Paul Caruso was working at a skating rink back in the early '60s when he met Marion, the person who would become his wife soon after they graduated high school. When the teenage lovers got married in 1965, they had wedding photos taken, but didn't have the money to buy any copies for themselves.
"It was tough, but we just had to forgo it," Paul explained. "It was something that you'd love to have, but we just couldn't afford it. So we moved on and forgot about it."
Marion noted, "Eventually I thought we'd get them, but then the kids came along, you know, two years later, and it was like their pictures were more important than ours were."
So Paul and Marion put the pictures on the back burner — out of sight, out of mind — for decades. But by chance, over the years, the wedding photographer — who also ran a scrap yard — became a business associate of Paul's, and occasionally offered to let him look through old negatives to find the photos.
It was an offer Paul declined, until the photographer passed away earlier this year. Thousands of negatives were stored at the scrap yard in 55-gallon tanks. At the photographer's son's urging, the Carusos decided to dig in and see if they could find theirs.
"Little did we know there was no names on them, there was no dates, just some kind of a code number on them," Paul said.
They spent hours holding up the negatives, with just a glimmer of hope that they would find their needle in a haystack.

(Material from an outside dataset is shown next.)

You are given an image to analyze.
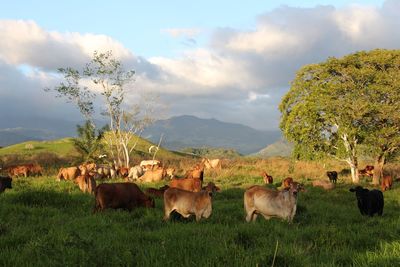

After a few hours, Paul took a break, and it was Marion who made the big discovery. She recalled, "I was screaming, and I looked at it, and my heart just, I started to cry."
Another local photographer was able to restore the photos, and the rest, as they say, is history.
"All of a sudden they came out of nowhere," Paul said. "I just feel very honored to have them." Marion added, "It makes me think about all the courage we had to take that step. And that if you really love each other, and you give more than 50 percent, you give 150 percent to each other, that it can work."
Marion said she spotted their negative thanks to the couple's 1960s styles — with her "Mary Tyler Moore flip" and Paul's "slicked-back wannabe Elvis" hairstyle.